Two weeks ago I spoke with Anthony Spiteri about Virtual SAN and how he uses it and why he uses it. For those who don’t know Anthony, he is an architect at a service provider called Zettagrid, he is an avid blogger and spends some time on twitter now and then. Make sure to bookmark his blog and follow him on twitter, he is a smart guy. I wanted to chat with him just to understand why they selected VSAN as their storage solution for their Management environment.
Anthony mentioned that when he joined Zettagrid they weren’t using dedicated management clusters. As most of you know who manage larger infrastructures, separating production workloads from the management stack can be very useful. You don’t want your management solution contending for CPU/Memory resources, and you surely don’t want any production outage impact your management cluster… Like for instance a storage outage. Which is exactly what happened in Anthony’s case, a storage outage took out (some of) the management components, which in its turn made it impossible to figure out what was going on, a situation you don’t want to ever encounter as a service provider. Luckily they managed to figure it out relatively quick, but it did made them see a change was needed.

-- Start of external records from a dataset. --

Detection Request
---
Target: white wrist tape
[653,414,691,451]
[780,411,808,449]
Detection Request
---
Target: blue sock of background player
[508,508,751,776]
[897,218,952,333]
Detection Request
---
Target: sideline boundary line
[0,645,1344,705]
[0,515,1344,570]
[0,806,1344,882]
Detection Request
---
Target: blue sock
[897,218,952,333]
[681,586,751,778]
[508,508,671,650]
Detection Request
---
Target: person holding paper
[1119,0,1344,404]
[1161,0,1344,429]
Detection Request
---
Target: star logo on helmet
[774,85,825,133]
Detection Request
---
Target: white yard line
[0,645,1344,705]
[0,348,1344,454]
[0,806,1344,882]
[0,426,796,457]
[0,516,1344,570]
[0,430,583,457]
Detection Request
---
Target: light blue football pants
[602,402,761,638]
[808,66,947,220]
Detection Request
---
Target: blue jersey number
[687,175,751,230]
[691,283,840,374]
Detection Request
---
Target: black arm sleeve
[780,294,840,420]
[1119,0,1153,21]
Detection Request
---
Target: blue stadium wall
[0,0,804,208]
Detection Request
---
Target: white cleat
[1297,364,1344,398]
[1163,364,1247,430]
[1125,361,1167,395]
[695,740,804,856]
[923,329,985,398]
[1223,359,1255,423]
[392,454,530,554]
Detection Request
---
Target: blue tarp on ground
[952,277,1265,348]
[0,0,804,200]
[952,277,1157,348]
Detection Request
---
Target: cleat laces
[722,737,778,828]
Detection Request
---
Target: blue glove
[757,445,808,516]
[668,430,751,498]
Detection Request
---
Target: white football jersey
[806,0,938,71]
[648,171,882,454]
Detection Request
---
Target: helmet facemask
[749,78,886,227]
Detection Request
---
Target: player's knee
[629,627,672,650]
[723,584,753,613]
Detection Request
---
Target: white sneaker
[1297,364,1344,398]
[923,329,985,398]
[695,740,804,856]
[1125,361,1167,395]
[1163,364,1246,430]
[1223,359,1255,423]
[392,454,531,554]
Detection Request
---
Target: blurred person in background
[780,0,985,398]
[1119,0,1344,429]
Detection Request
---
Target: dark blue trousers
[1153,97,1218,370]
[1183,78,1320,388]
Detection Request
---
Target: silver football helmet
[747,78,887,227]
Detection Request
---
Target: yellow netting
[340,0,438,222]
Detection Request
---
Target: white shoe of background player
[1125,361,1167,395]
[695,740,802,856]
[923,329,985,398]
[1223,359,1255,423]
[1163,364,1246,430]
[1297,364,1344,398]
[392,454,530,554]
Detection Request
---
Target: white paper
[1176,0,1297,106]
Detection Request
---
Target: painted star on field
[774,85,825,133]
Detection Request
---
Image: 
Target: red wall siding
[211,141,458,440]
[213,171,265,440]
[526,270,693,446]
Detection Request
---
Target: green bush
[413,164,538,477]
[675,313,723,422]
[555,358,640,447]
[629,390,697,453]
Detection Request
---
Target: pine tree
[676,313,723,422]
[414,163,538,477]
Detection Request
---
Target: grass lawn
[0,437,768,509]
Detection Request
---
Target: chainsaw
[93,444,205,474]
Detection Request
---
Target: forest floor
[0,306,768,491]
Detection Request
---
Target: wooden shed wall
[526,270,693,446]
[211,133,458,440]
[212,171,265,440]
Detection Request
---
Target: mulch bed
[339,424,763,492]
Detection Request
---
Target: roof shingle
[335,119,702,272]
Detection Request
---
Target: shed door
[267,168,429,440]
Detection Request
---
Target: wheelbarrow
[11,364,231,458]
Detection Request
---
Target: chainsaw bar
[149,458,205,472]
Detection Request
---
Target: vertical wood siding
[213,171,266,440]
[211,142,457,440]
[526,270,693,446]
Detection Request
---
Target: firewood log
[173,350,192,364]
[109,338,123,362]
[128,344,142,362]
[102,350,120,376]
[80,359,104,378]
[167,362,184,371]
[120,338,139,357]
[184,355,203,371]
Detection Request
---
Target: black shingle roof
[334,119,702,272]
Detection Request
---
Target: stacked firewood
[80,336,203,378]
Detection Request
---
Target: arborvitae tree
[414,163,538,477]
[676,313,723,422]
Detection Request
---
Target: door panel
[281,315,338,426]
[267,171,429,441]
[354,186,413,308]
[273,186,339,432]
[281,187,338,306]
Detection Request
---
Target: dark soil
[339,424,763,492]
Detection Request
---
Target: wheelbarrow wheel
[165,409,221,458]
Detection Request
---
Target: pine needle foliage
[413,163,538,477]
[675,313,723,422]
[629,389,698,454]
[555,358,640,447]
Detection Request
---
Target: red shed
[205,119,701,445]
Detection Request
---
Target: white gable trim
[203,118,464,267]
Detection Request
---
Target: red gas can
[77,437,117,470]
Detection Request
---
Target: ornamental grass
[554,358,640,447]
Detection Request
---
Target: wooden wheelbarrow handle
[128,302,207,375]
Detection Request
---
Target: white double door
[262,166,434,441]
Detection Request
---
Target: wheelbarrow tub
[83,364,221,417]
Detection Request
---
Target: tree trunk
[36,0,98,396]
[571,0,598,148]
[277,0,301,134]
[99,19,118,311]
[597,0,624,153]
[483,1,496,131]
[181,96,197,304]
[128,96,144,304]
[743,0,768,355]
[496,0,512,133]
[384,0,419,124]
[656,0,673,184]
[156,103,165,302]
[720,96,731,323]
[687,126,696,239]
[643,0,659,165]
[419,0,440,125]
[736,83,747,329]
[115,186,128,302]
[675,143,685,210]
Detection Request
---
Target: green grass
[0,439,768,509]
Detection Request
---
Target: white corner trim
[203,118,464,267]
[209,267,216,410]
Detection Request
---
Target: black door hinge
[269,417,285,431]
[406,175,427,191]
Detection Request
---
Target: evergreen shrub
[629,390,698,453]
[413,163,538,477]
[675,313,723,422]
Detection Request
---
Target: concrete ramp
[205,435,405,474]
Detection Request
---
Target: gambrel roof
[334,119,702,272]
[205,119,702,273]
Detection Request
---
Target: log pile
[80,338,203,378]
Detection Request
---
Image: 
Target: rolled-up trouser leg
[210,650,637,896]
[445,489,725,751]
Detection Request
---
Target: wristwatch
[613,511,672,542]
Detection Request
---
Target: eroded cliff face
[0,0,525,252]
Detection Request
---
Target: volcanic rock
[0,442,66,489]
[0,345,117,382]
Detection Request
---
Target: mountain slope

What better time to introduce a new concept like hyper-converged and create a self-contained management environment? Anthony mentioned that he had looked at two different platforms but decided to go for VSAN. The reason was straight forward, they did a large amounts of tests and they simply couldn’t break it. It just worked, and it worked in a dead easy way, which also meant that when this would be taken in to production the learning curve would be tiny for the operational guys.
As a hardware platform Dell FX2 is used, I am a big fan of this platform and fully understand why they picked it. 4 nodes in 2u, which even includes switching, so for VSAN this means you can keep the traffic in the chassis with these smaller “4 node management” pods. Zettegrid decided to deploy 3 of these pods and each of them will run services like vCenter Server, vCloud Director, SQL, AD, Veeam Backup etc. Nice solution if you ask me.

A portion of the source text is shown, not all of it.